International career^{‡}
- 2010–2011: Ukraine U18 / 5 / (0)
- 2010–2012: Ukraine U19 / 20 / (0)

= Oleksandr Chornomorets =

Ukrainian footballer

Oleksandr Chornomorets (Олександр Сергійович Чорноморець; born 5 April 1993) is a Ukrainian professional footballer who plays as a defender for Feniks Mariupol in the Ukrainian First League.

==Career==
Chornomorets is a product of the different Ukrainian youth sportive schools and then played in FC Morshyn in the Ukrainian Second League.

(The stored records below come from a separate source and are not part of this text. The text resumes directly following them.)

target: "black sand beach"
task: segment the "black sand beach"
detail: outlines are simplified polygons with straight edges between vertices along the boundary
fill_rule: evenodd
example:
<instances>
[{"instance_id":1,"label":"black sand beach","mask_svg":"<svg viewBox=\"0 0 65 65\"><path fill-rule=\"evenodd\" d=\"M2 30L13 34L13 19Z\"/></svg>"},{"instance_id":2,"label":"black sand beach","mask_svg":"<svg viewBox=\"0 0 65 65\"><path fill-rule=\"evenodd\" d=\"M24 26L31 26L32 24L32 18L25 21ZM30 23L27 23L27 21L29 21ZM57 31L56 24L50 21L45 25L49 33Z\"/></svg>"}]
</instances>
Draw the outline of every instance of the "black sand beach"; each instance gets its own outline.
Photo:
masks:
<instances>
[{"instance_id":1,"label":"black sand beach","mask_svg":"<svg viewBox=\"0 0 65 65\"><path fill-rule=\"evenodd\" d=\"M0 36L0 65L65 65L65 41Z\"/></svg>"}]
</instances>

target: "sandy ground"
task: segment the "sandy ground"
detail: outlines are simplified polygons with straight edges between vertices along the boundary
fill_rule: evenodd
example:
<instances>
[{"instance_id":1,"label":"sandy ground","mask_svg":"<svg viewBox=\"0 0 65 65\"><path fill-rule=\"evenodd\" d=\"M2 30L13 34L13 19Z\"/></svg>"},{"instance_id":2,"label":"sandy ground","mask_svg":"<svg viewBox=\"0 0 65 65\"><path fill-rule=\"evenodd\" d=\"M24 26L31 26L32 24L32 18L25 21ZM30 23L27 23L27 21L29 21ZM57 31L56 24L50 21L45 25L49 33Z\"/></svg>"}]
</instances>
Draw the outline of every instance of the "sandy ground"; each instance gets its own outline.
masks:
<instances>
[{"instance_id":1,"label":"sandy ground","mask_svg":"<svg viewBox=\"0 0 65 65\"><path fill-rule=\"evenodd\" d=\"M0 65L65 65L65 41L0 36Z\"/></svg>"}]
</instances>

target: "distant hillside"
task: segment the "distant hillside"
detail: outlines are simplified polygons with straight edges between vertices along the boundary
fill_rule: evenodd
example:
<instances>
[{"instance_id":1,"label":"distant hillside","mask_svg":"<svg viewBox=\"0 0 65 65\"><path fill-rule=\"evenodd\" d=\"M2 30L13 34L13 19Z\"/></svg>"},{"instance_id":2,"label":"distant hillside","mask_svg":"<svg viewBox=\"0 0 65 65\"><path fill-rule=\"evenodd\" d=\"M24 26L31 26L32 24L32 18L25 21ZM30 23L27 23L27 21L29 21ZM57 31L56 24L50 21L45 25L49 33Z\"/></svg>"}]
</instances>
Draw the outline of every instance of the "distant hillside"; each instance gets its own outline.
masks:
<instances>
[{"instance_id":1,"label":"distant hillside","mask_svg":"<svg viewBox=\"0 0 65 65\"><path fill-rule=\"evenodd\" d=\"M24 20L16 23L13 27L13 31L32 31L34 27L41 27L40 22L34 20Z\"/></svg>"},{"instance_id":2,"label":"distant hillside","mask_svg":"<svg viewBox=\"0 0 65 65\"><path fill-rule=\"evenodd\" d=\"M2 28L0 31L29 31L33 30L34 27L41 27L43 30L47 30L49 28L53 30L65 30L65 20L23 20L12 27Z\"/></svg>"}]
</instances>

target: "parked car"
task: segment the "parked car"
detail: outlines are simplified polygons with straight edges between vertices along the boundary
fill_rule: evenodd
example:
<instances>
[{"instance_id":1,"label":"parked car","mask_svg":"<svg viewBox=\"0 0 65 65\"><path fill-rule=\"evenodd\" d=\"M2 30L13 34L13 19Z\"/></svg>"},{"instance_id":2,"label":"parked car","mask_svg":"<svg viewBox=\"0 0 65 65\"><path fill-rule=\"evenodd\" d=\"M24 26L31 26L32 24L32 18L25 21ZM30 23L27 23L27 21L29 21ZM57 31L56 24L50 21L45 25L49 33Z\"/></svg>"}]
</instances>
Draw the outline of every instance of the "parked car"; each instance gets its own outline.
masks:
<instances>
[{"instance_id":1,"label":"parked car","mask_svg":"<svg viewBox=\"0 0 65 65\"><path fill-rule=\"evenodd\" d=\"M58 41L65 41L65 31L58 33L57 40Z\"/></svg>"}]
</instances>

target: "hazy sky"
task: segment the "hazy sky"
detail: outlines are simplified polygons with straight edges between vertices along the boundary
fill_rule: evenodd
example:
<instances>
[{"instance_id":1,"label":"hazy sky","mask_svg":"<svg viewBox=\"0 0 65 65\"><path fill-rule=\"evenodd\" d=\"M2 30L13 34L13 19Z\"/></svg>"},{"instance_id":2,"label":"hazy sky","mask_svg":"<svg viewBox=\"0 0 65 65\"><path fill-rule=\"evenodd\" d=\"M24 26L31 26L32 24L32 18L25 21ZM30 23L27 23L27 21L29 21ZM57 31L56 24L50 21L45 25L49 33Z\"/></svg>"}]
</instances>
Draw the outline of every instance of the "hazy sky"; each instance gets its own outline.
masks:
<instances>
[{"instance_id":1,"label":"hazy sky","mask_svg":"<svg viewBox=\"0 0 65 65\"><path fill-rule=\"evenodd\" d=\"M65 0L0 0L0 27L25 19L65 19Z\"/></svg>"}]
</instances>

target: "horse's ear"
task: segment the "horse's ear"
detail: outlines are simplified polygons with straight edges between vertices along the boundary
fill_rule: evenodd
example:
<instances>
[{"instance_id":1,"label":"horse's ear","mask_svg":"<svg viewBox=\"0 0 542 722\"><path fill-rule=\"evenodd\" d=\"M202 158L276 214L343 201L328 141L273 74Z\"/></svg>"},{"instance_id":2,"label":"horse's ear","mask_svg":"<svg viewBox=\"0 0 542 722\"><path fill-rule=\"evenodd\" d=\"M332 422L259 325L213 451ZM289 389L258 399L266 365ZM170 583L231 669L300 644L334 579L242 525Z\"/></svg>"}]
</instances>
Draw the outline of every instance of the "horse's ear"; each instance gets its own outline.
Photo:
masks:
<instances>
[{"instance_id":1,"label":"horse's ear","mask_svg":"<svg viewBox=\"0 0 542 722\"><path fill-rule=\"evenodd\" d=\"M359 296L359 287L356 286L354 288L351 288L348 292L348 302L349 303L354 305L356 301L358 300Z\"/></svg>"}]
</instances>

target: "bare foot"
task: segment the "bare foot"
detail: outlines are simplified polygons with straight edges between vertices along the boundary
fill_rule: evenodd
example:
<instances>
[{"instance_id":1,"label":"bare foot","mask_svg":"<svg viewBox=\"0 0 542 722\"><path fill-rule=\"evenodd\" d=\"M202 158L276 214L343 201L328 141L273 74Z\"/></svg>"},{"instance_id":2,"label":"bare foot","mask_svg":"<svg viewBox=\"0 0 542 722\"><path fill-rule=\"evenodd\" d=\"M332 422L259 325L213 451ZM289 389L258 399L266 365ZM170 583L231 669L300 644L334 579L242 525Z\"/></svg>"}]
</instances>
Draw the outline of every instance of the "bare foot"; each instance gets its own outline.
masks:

In 2011, he signed a contract with FC Dynamo in the Ukrainian Premier League and from June 2012 he played in the Ukrainian First League.

On 13 July 2024, Chornomorets joined Vorskla Poltava on a one-season contract.

On 25 January 2026, he signed for Feniks Mariupol.